The former Lib Dem leader and one-time deputy prime minister lost to Labour candidate Jared O’Mara by 2,125 votes.

He put concerns over the “excruciating task” of negotiating Brexit at the heart of his concession speech, an issue he had fought hard over as party Brexit spokesman, and shaped by his experience as an MEP and EU trade negotiator.

Responding to the result, he said: “We saw that in the Brexit referendum last year and we see it here again tonight, polarised between left and right, between different regions and nations and areas of the country, but most gravely of all, this huge gulf now between young and old.

“My only plea would be to all MPs, including Jared, from all parties, is this, that we will not pick our way through the very difficult times that our country faces if in the next parliament MPs of all parties simply seek to amplify what divides them.”

Mr Clegg’s defeat was the first of two Lib Dem losses in Yorkshire, with Greg Mulholland’s losing out to Labour’s Alex Sobel in Leeds North West.

It came as the party was celebrating gains in London, with former heavyweights Vince Cable and Ed Davey winning back their Twickenham and Kingston seats.

Sheffield Hallam was widely regarded as a safe seat for the Lib Dems, who on Wednesday were claiming they would double their numbers.

A visibly upset Mr Clegg last night congratulated Mr O’Mara on a “spectacular victory”, adding that representing the constituency had been “the greatest privilege” of his political life.

“In my time in Parliament, I have never shirked from political battles. I have never retreated from the political battlefield. I have always sought to stand by the liberal values I believe in,” he said.

“But I have, of course, 
encountered this evening something that many people have encountered before me tonight... you live by the sword, you die by the sword.”

Mr Clegg’s fall from high office to being out of office has taken little more than two years, with election defeat a far cry from the highs of the coalition. As party leader, Mr Clegg led the Lib Dems into Government after striking a coalition deal with David Cameron’s Conservatives in 2010.

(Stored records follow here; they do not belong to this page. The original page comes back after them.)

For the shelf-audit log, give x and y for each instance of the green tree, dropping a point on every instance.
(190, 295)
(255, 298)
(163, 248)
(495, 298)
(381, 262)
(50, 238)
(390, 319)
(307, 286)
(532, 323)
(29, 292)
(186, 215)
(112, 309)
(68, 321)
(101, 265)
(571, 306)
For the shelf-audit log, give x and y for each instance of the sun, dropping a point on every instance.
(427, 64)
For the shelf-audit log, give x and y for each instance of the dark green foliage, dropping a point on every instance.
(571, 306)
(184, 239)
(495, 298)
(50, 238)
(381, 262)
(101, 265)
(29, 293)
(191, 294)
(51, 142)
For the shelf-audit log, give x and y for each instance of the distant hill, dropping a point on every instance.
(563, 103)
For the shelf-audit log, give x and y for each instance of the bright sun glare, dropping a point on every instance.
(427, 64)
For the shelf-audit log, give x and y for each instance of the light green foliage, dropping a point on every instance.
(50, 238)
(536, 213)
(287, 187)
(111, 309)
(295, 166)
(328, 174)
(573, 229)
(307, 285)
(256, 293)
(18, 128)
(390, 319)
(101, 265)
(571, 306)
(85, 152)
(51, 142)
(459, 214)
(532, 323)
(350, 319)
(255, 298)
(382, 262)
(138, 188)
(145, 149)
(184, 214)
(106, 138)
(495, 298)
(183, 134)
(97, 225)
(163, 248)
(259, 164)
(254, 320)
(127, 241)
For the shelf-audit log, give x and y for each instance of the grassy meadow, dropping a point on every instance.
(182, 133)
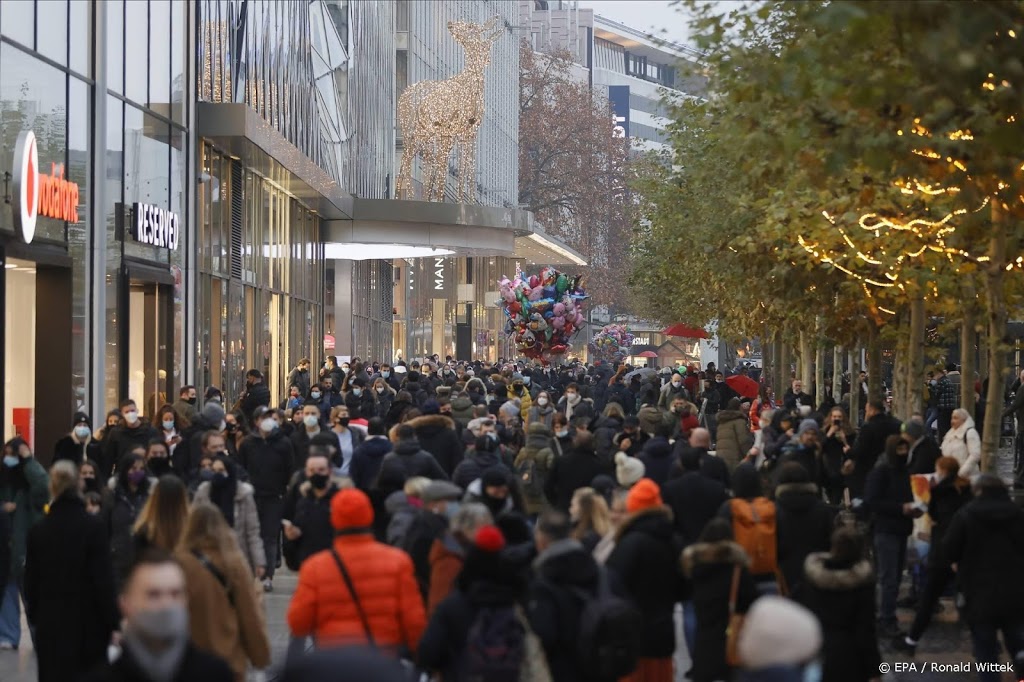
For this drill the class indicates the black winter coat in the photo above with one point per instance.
(561, 571)
(573, 469)
(268, 462)
(69, 590)
(657, 460)
(67, 449)
(694, 500)
(986, 541)
(887, 491)
(710, 567)
(843, 599)
(870, 443)
(804, 524)
(645, 564)
(437, 435)
(198, 665)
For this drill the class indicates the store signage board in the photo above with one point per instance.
(35, 194)
(154, 225)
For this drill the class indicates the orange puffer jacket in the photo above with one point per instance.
(383, 579)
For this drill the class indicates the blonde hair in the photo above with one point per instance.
(163, 516)
(593, 513)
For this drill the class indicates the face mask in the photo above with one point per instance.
(162, 625)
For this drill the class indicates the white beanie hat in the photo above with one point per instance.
(628, 469)
(778, 632)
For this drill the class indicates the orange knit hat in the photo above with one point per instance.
(644, 495)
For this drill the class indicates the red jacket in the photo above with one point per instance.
(386, 586)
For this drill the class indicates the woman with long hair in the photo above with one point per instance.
(589, 512)
(224, 614)
(161, 521)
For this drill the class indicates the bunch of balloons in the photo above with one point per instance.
(544, 311)
(611, 343)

Life in Government proved far from easy. Mr Clegg became deputy prime minister and argued the Lib Dems had to play a role in creating a stable administration capable of dealing with the aftermath of the financial crisis. But they abandoned promises to oppose tuition fee increases, a move viewed as a betrayal many voters could not forgive.

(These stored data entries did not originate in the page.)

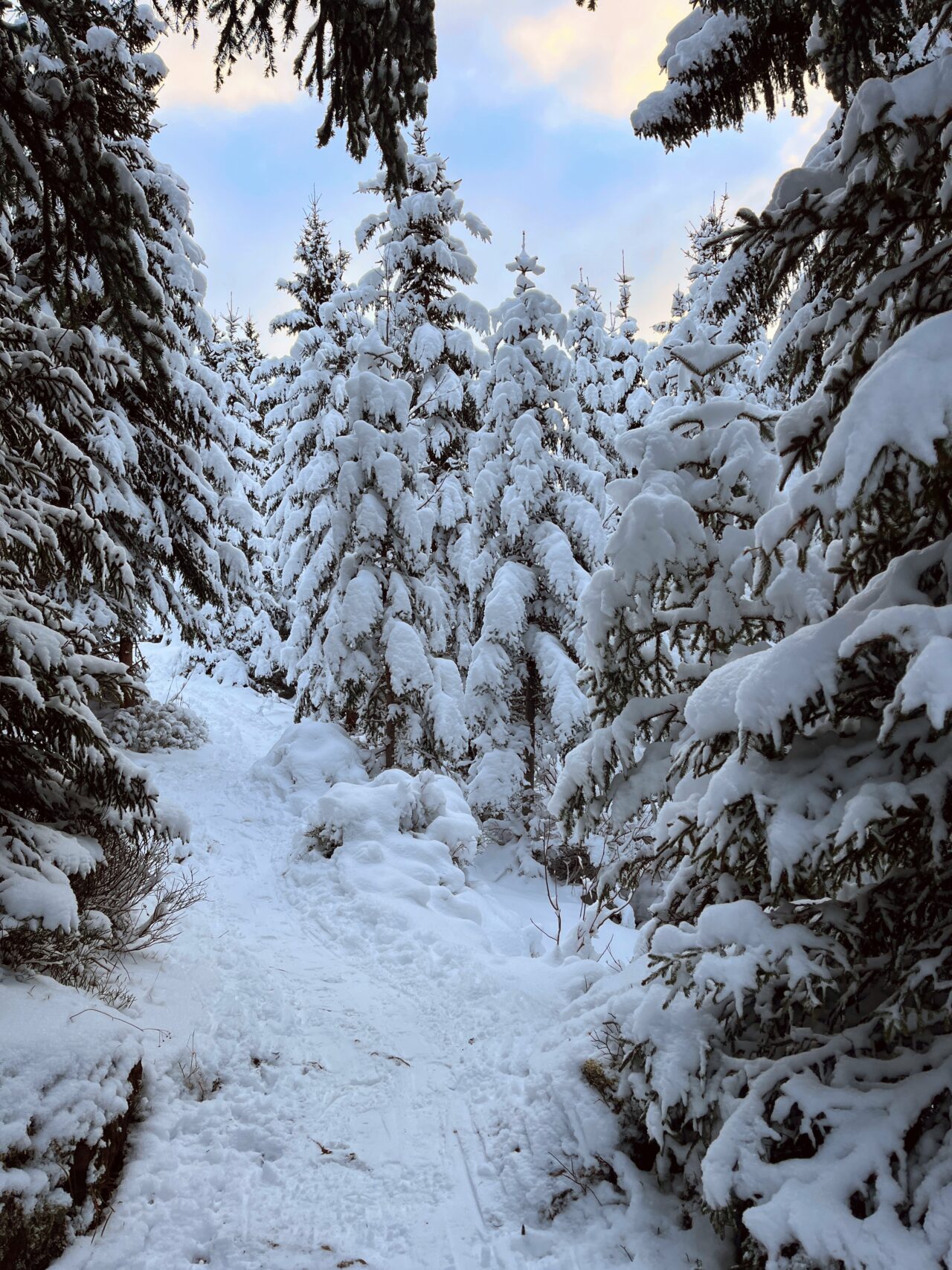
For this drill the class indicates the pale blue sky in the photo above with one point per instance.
(533, 116)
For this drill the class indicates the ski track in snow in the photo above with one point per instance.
(350, 1081)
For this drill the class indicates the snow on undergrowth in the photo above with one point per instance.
(359, 1054)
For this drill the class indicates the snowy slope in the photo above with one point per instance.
(358, 1076)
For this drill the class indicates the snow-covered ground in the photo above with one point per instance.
(362, 1061)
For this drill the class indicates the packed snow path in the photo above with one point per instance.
(350, 1079)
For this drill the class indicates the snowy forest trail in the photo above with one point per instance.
(350, 1079)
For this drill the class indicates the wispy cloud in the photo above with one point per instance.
(190, 80)
(603, 61)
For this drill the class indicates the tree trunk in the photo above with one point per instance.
(531, 713)
(390, 732)
(127, 650)
(127, 655)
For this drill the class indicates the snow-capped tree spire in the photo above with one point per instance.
(540, 533)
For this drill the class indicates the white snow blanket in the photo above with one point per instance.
(370, 1059)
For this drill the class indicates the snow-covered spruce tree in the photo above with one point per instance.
(371, 670)
(675, 598)
(626, 352)
(244, 646)
(100, 286)
(82, 847)
(373, 61)
(432, 325)
(319, 273)
(800, 1080)
(538, 512)
(160, 441)
(594, 379)
(305, 397)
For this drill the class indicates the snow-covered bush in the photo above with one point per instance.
(70, 1080)
(149, 724)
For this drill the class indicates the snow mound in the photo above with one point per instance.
(400, 836)
(306, 760)
(150, 725)
(64, 1079)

He took time away from the frontline of British politics after his party suffered heavy losses at the 2015 general election, with questions raised about whether he would stay on as MP for Sheffield Hallam.

But in July 2016 the former deputy prime minister was appointed Brexit spokesman for the party, something he seemed qualified for given his experiences as an MEP and EU trade negotiator. This led to him taking a prominent role in the 2017 election, castigating May and Corbyn for “colluding” to form a “pact of silence” to avoid discussing Brexit.